Advance binding tax rulings (ATR)

In order to promote and ensure clarity and certainty about the interpretation and application of the applicable taxation laws to a given arrangement or transaction, taxpayers are entitled to obtain an ATR from the MTA. An ATR binds the MTA to comply with the tax arrangements set out in the ruling, provided that the taxpayer has correctly supplied all relevant information and that the arrangement or transaction is formally and materially implemented in line with the terms of the application. The MTA can only cease to comply with an ATR if there is a judicial court decision that overthrows such ATR. 

Although it is a prerogative of the taxpayer to seek and obtain an ATR, in practise, there are situations in which it is compulsory to obtain an ATR. This is the case, for example, of cross-border arrangements or transactions where a Double Tax treaty is applicable.

Tax clearance certificates (TCC)

TCC is documentary evidence issued by the MTA to confirm that the taxpayer is up to date with any tax payments and has met all applicable tax obligations at the date of issue. TCCs are required for a number of reasons, including, but not limited to, submission of bids for any contracts awarded by government and public entities and, in some cases, by private entities that have strict procurement policies in place; applications for work permits and resident permits, including renewals, payments to non-resident entities under many cross-borders transactions and also applications to obtain or renew certain business permits. 

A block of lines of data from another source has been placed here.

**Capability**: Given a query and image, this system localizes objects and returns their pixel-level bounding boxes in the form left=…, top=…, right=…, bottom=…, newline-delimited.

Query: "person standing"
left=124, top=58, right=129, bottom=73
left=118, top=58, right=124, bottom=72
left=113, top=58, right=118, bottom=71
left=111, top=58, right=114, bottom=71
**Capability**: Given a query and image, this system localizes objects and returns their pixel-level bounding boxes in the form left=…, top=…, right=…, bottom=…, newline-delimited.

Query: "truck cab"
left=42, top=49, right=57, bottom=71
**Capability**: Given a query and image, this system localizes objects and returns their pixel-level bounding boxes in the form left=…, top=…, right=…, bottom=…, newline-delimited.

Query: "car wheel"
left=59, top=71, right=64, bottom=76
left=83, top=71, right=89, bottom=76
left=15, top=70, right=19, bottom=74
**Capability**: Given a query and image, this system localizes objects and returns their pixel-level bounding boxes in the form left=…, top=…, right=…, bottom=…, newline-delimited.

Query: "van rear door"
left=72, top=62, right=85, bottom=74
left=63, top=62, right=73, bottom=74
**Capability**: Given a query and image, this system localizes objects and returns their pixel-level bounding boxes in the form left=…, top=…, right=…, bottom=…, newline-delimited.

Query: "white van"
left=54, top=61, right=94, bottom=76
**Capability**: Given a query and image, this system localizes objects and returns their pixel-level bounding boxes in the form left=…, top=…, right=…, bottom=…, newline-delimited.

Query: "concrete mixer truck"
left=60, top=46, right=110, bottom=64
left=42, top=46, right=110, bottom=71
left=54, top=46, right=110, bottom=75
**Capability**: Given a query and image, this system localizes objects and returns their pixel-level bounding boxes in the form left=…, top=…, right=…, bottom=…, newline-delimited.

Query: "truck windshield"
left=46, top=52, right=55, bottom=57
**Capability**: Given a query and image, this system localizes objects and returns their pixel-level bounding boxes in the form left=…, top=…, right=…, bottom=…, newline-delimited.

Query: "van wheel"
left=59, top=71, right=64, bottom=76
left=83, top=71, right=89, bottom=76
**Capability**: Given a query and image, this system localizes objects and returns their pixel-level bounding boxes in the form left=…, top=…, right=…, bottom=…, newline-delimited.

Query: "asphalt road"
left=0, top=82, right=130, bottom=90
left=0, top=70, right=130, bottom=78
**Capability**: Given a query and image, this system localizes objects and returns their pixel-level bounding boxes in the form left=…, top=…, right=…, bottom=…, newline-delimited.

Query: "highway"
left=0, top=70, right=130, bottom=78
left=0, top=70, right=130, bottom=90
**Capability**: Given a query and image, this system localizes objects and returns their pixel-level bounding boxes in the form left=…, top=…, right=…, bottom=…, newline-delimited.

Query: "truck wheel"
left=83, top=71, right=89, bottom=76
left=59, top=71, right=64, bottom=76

The procedures and requirements to obtain TCCs vary depending on the purpose for which the TCC is required. In certain cases where the taxpayers benefit from tax exemptions or where DTTs apply, TCCs are only issued on the basis of an ATR that confirms the exact tax treatment applicable to the case in hand. According to the law, TCCs must be issued within 15 days from the date of application. In practice, however, it is common to experience delays, which can be quite significant in a number of cases. TCCs are valid for a period of 90 days.